Hans Castorp avait donc appris bien des choses sur Dante et de la meilleure source. Il ne se fiait pas absolument à ces connaissances nouvelles, en tenant compte de la légèreté de celui qui lui servait de truchement ; mais il valait la peine d’entendre dire que Dante avait été un citadin actif et lucide. Et puis il écoutait encore Settembrini parler de lui-même, et déclarer qu’en sa personne, en lui, le petit-fils Lodovico, les tendances de ses ascendants immédiats, la tendance combative du citoyen qu’avait été son grand-père et la tendance humaniste de son père s’étaient réunies, et que de ce fait même il était devenu un littérateur, un écrivain libre.
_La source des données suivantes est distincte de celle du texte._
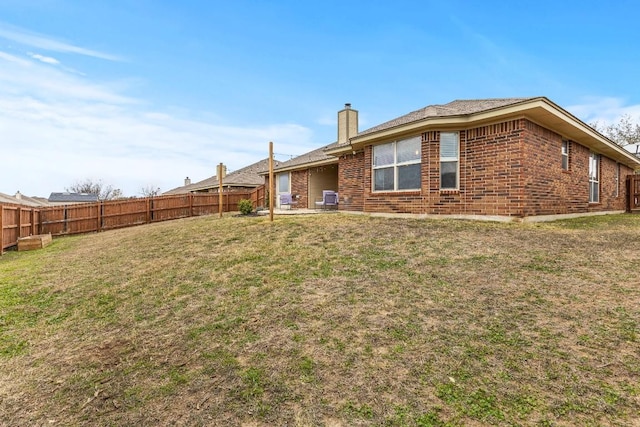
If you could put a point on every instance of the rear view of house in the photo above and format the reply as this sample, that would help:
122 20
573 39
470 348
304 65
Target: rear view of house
516 157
Car la littérature n’était pas autre chose que cela même : elle était la réunion de l’humanisme et de la politique, réunion qui s’accomplissait d’autant plus aisément que l’humanisme était en lui-même de la politique, et la politique de l’humanisme. Ici, Hans Castorp dressait l’oreille et s’efforçait de bien le comprendre ; car il pouvait espérer percer toute l’ignorance du brasseur Magnus, et apprendre en quoi la littérature était autre chose que de « beaux caractères ». Settembrini demanda si ses auditeurs avaient jamais entendu parler de Brunetto, Brunetto Latini, greffier municipal de Florence vers 1250, qui avait écrit un livre sur les vertus et les vices. Ce maître avait été le premier à donner aux Florentins une éducation, il leur avait enseigné la parole, ainsi que l’art de diriger leur république d’après les règles de la politique. « Vous y voilà, Messieurs ! s’écriait Settembrini. Vous y voilà ! ». Et il parlait du verbe, du culte du verbe, de l’éloquence, qu’il appela le triomphe de l’humanité. Car la parole était l’honneur de l’homme, et elle seule rendait la vie digne de l’homme. Non pas l’humanisme seulement, mais l’humanité en général, toute dignité humaine, l’estime des hommes et l’estime de l’homme pour soi-même, tout cela était inséparable de la parole, était lié à la littérature.

– Tu vois bien, dit plus tard Hans Castorp à son cousin, tu vois bien que dans la littérature, ce qui importe, ce sont les belles paroles. Je m’en étais tout de suite rendu compte.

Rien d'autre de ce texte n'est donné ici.